2008/01/21, 5:15 p.m.

CeBiTec laboratory building, room G2-104

Cluster Editing and other hard problems in bioinformatics

Abstract :

Clustering data still represents a key step of numerous biological and medical problems. Many clustering algorithms utilize the graph-theoretic Cluster Editing formulation where a similarity matrix between objects is
transformed into a graph. Our goal is to make the fewest changes to the edge set of this graph such that the new graph is a disjoint union of cliques (clusters). Unfortunately, the Cluster Editing problem is NP-complete.
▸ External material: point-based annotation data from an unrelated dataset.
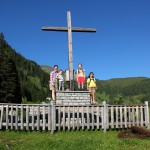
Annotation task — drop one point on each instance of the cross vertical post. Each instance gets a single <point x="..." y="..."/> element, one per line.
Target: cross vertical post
<point x="71" y="74"/>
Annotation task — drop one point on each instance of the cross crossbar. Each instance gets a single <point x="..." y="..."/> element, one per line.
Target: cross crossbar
<point x="73" y="29"/>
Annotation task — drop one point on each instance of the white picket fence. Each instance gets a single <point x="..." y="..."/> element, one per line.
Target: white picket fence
<point x="62" y="117"/>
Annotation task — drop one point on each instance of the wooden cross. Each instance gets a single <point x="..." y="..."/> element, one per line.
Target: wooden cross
<point x="69" y="29"/>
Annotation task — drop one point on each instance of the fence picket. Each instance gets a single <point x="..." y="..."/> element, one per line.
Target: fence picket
<point x="1" y="118"/>
<point x="41" y="117"/>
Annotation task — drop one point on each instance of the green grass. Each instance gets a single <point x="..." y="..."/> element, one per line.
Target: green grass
<point x="69" y="140"/>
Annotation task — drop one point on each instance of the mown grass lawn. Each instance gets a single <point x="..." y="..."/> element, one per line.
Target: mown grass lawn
<point x="69" y="140"/>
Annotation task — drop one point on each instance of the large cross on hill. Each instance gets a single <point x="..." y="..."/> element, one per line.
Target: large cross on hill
<point x="69" y="29"/>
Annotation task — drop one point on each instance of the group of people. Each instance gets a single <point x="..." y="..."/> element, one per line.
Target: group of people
<point x="57" y="81"/>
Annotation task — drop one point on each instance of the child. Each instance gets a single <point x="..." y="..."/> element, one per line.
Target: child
<point x="61" y="80"/>
<point x="80" y="77"/>
<point x="91" y="86"/>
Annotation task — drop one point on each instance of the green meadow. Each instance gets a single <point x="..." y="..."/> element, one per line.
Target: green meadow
<point x="69" y="140"/>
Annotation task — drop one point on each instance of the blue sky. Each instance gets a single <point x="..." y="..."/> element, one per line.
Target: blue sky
<point x="120" y="47"/>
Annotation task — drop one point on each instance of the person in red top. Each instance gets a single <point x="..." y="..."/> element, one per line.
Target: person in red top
<point x="80" y="74"/>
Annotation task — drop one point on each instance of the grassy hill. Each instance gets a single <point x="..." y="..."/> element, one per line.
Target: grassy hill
<point x="32" y="80"/>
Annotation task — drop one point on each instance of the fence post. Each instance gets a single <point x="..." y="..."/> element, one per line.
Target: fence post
<point x="52" y="116"/>
<point x="104" y="116"/>
<point x="147" y="115"/>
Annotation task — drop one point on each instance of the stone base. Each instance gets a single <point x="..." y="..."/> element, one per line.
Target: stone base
<point x="72" y="98"/>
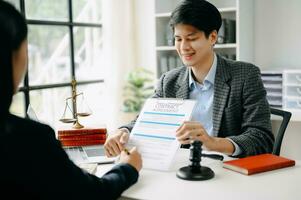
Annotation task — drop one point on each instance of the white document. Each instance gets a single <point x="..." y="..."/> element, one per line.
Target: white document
<point x="154" y="133"/>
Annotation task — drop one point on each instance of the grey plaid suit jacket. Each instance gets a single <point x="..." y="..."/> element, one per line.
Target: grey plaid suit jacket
<point x="240" y="109"/>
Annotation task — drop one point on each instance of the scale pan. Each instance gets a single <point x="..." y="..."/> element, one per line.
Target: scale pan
<point x="83" y="114"/>
<point x="66" y="120"/>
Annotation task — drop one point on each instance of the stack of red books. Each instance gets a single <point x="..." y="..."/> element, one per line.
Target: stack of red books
<point x="82" y="137"/>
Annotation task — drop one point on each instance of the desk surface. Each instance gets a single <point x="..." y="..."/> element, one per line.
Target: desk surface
<point x="275" y="185"/>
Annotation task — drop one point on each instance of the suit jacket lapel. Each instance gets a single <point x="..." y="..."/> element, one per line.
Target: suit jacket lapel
<point x="183" y="85"/>
<point x="221" y="93"/>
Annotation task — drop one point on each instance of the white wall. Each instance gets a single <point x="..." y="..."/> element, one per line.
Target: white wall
<point x="277" y="34"/>
<point x="145" y="35"/>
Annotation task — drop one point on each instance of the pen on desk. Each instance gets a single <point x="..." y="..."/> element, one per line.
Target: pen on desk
<point x="126" y="151"/>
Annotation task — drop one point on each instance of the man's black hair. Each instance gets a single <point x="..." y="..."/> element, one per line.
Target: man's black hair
<point x="198" y="13"/>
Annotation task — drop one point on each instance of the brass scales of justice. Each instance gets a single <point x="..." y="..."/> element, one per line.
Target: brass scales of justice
<point x="75" y="112"/>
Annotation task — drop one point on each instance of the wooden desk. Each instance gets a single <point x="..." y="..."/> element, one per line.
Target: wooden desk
<point x="279" y="184"/>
Recently, parameterized algorithms have been introduced: such algorithms allow us to find exact solutions for hard problems in provable worst-case running time. In my talk, I present a surprisingly simple parametrized algorithm for Cluster Editing that is, at the same time, the currently fastest for this problem. I also present data reduction rules that significantly cut down the size of an instance in polynomial time, but still guarantee to find the optimal solution. I will compare the performance of this approach and several well-known clustering algorithms on gene expression data for tissue classification: The new approach, while being computationally expensive, often outperforms all other methods with respect to clustering quality.

Finally, I will present other hard bioinformatics problems where parametrized algorithms can be used to find exact solutions.